Talk About What Interests Your Audience

Burch spoke about the importance of being relevant to the audience: “We are a grocer. We sell baked beans and we have to be true to who we are and what we do.” With the majority of ASDA customers in the demographic target mums aged 25-35 years old, Burch explained that to ask the social media audience to do something for you, you need to have “credit in the bank.” “We have to think about what is important to our customers and initiate conversations around these topics. Our mums are interested in buying groceries and they love chocolate, so we initiate questions such as ‘cheese on beans on toast – nom or wrong?’ As a result, we have encouraged our consumers to engage and as a result increased the shares on Facebook and Twitter.”

ASDA got more than 24,000 likes, 5,000 comments, and hundreds of shares from this one conversation, driving the engagement needed to get 15,000 shares on their nappy competition later.

 

Where is the ROI in Getting Shares on Facebook?

In social media marketing, when the Board is screaming for ROI, it can be hard to imagine why anyone would focus on getting shares on Facebook. You’d be right to question whether it’s a worthy business goal; it’s not! It’s a marketing tactic. Every marketing campaign should have a business goal, like to increase sales. A marketing goal might be to attract new customers and a marketing tactic might be to start a dialogue on Facebook to gain fans among a target group who could become new customers.
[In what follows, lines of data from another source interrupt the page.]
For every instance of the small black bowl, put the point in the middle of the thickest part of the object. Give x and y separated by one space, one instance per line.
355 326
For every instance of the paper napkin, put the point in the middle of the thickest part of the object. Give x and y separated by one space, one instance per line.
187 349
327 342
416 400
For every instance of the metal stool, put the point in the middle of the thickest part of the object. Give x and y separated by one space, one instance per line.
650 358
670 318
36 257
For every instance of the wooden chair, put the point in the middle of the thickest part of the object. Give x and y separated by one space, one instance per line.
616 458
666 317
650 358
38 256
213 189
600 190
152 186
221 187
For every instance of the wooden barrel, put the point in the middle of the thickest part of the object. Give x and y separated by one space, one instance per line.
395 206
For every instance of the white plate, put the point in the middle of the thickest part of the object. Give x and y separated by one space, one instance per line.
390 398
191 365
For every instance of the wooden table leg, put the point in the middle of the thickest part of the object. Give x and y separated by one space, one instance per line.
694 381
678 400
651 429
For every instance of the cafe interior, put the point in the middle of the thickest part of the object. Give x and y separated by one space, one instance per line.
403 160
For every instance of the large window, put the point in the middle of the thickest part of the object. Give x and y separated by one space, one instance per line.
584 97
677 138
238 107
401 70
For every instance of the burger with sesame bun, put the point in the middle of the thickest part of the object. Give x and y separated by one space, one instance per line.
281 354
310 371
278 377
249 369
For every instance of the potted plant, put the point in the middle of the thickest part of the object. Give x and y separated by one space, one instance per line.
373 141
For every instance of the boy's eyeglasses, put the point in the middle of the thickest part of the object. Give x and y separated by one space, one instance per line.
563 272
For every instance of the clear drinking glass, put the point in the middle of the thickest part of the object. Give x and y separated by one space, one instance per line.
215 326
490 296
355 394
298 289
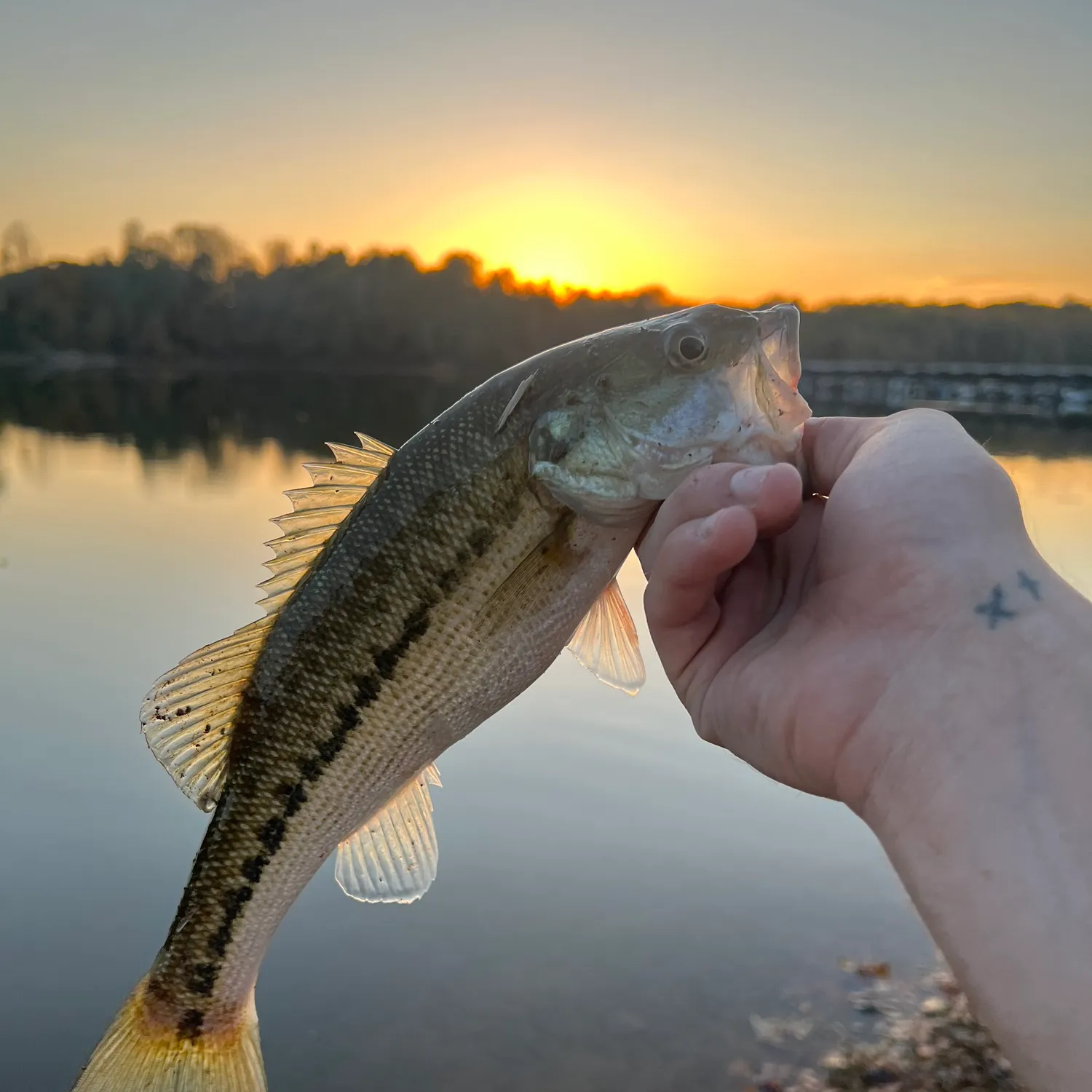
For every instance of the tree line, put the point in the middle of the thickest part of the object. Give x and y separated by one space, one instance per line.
194 293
You’d be forgiven for wondering whether initiating conversations about baked beans is the best use of a brand’s time on social until you saw it as part of a larger marketing strategy. Gaining shares on Facebook is but a marketing tactic, that can lead to the marketing goal of increasing fans who become customers, whose purchases deliver the business goal of increased sales delivering the ROI the Board wants. Get it?
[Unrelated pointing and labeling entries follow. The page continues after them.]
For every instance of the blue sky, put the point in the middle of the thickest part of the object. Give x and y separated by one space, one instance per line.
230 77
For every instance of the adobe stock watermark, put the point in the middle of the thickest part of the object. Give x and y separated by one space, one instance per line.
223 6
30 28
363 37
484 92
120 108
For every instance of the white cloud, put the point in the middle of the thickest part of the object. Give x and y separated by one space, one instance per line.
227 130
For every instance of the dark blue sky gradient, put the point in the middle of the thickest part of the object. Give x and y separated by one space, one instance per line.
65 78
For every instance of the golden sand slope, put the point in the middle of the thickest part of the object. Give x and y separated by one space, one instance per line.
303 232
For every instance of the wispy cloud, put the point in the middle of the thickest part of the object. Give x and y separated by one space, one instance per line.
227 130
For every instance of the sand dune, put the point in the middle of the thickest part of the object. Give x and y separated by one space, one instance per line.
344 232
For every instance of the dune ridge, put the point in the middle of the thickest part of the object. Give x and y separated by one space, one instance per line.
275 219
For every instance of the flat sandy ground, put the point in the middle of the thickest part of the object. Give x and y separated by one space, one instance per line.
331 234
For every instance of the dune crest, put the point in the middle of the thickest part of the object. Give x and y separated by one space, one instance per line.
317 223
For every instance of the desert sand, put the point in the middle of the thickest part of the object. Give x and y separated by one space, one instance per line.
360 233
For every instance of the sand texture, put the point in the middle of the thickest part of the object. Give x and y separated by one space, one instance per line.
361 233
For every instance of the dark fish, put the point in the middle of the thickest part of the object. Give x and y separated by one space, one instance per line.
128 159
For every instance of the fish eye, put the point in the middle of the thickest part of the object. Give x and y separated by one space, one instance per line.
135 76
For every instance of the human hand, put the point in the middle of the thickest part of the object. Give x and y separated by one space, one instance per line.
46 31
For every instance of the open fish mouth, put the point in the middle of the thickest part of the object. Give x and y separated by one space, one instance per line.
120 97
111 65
Burch quickly justifies these types of social conversations. “We recently ran a competition on both TV and Facebook where the prize was to win a 12-month supply of nappies. Interestingly, zero people entered the competition from the TV campaign and 45,000 entered on Facebook. Out of this, we received 15,000 shares on Facebook from fans to those they knew would like to know about the competition – our key target audience.” Burch continues, “brands can’t pay for this level of endorsement, and you can’t achieve this unless you start the ball rolling with ten conversations about beans on toast.”

 

To Gain More Shares on Facebook, Go Mobile!

Earlier this year at the Social Media World Forum event in London, Burch made the sensational statement “websites are dead.” Last week, he explained his reasoning to the Drum audience; that mobile is fast becoming the consumer channel of choice. Indeed, as Facebook’s own publicly filed SEC documents reveal, one in six people access Facebook only from their smartphone. Burch argued that by focusing on a desktop strategy (like a website), companies would be left behind.

According to Burch, marketers should prioritse mobile first, then move towards the website, rather than the other way around. “Websites are simply a comfort blanket,” he argued, “I feel I am having the same conversation now about websites that I did about hard press advertising five years ago.”

So, how do brands manage to build a community of die-hard fans who will circulate all their offers and catapult shares on Facebook? According to Burch the answer is simple – get to know your audience and to stay true to what you do. If you combine those two elements, you’ll build credit in the bank and soon be the brand that got the beans (or an expression that rhymes with that).